Au-delà de l’enthousiasme, en faisant un raccourci régional, on se rend compte qu’il nous reste le challenge de la durée, de l’endurance et d’une approche efficace, systématique et versatile : les Polonais ont manifestés en 2016 – pacifiquement- contre les dérapages constitutionnels du parti au pouvoir ; et leur cas est toujours ouvert, in process et exposé dans des tribunaux internationaux. Des manifestations pacifiques Ukrainiennes se sont élevées contre la corruption au début de Maidan, et puis le pays s’est écroulé dans des confrontations sanglantes.
Certes, on est plus équipés que jamais pour résister efficacement à l’injustice en utilisant la résistance civile, mais aboutissons nous? Erica Chenoweth, co-auteur de Pourquoi la résistance civile réussit : la logique stratégique du conflit non violent aujourd’hui (Why Civil Resistance Works: The Strategic Logic of Nonviolent Conflict Today), note dans Guardian : les études suggèrent qu’il faut 3,5% d’une population engagée dans une résistance non violente soutenue pour renverser des dictatures brutales, note l’auteur.
Aujourd’hui, ceux qui cherchent des connaissances sur la théorie et la pratique de la résistance civile peuvent trouver plein d’informations à portée de main. Dans pratiquement n’importe quelle langue, on peut trouver des manuels de formation, des outils de création de stratégies, des guides de facilitation et des documents sur les réussites et les erreurs des campagnes passées non violentes.
Mais, la résistance non violente ne se produit pas du jour au lendemain ou automatiquement. Elle exige un public informé et préparé, intéressé par la stratégie et la dynamique de son pouvoir politique, souligne t- on dans le même article.
Bien que les campagnes non violentes commencent souvent par un noyau engagé et expérimenté, les réussites élargissent la diversité des participants, maintiennent une discipline non violente et élargissent les types d’actions utilisées. C’est à ce point que le moment de recul et réflexion devient stratégique. Comment projeter l’enthousiasme ad hoc du moment dans une stratégie durable, du développement de la démocratie ?

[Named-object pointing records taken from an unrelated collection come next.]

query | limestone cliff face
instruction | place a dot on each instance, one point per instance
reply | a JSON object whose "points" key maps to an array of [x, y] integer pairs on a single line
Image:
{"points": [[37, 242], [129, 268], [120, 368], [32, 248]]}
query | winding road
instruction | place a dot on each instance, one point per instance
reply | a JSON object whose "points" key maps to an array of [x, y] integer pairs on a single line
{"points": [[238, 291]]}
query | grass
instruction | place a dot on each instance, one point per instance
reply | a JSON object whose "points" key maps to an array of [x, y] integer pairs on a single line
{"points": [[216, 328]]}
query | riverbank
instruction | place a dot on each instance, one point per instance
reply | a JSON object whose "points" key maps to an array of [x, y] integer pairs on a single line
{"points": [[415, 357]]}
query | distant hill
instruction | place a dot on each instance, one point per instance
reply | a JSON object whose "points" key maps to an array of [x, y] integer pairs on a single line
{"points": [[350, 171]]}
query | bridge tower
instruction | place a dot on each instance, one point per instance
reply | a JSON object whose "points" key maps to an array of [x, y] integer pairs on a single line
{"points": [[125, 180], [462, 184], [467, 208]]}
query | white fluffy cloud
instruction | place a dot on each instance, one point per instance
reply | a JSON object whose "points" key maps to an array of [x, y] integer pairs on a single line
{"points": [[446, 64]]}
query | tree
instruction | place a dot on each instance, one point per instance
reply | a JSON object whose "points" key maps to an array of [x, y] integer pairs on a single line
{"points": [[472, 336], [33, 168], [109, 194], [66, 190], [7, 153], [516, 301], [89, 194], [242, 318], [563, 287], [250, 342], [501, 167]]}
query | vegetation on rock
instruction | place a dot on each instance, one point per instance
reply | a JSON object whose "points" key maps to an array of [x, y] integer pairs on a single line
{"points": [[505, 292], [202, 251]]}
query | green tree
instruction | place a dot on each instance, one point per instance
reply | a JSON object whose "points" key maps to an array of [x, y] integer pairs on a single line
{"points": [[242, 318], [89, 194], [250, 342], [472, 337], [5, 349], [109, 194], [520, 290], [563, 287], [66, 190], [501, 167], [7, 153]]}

Les données historiques montrent que lorsque les campagnes sont capables de se préparer, de s’entraîner et de rester résilientes, elles réussissent souvent indépendamment du fait que le gouvernement utilise la violence ou l’injustice contre elles.
Il semble évident que la qualité d’une démocratie est influencée par la pro activité, et l’investissement de sa société civile. La société civile doit être partie prenante dans le processus de développement démocratique. Y compris créer les mécanismes pour s’engager dans un dialogue constructif avec le pouvoir. A nous de traduire l’espoir en action et l’enthousiasme en faits démocratiques. C’est un pari à long terme.